One veteran with PTSD who took part in a study with the University of Western Ontario said he recognized the degree to which his condition affected his children.
“It really had a profound effect on my oldest son because… the relationship with him changed. He has a lot of anger and hurt. He was basically abandoned… unable to understand why I have these mood swings and anger.”
Even in families where violent behaviour or addictions are not an issue, a spouse may be left doing all of the family work, as well as working outside the home, in order to keep the family functioning.

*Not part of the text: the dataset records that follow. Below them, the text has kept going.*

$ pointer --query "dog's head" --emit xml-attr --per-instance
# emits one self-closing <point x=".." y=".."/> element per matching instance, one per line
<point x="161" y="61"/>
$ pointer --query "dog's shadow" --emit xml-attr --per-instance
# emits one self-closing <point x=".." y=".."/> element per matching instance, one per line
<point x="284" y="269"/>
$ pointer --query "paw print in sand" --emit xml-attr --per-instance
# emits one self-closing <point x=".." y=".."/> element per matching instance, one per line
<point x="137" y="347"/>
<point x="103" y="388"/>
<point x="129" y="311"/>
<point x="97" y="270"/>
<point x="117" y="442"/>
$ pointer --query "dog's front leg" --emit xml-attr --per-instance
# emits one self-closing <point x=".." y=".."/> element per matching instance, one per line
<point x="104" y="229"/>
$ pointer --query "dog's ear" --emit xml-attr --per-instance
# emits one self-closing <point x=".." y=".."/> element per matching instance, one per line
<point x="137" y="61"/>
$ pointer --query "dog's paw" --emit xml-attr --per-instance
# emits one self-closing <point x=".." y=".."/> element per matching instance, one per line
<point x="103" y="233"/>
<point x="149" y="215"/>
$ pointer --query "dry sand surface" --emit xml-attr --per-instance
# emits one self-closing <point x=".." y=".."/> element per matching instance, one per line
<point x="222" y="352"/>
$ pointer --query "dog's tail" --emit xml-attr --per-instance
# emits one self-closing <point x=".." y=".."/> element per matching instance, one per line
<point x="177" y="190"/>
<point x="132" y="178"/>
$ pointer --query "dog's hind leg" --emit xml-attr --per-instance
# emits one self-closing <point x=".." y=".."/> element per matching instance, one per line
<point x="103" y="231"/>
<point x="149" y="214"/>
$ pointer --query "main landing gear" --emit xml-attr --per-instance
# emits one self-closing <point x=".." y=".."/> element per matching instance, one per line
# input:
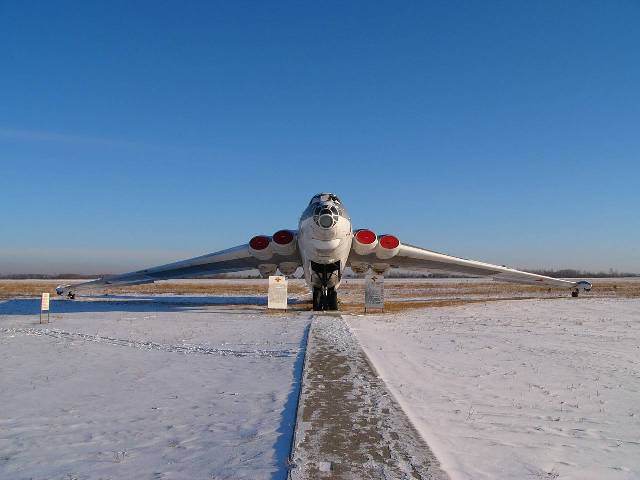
<point x="325" y="299"/>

“My job now is very well suited to my situation because I have alternate weeks working and being off and I can do my job and be at home more,” one woman told McLean. “I am home every day to get the kids ready in the morning for school. All Luke has to do is put them in the truck and take them to school. And I am home every day for lunch and I am home right after five. I am home to take care of everything at lunch, make sure everybody eats and everything is taken care of and go back to work and come back home… so I got very, very lucky to get this job.”
Even in these difficult stories there is a ray of light. All of the women in McLean’s study report strong memories of the life-loving, funny and healthy men they sent off to duty and all of them, in spite of the stresses they described, remained loyal to their husbands and stayed married. In the UWO study, only one of 10 Canadian peacekeepers who took part had experienced a separation and divorce.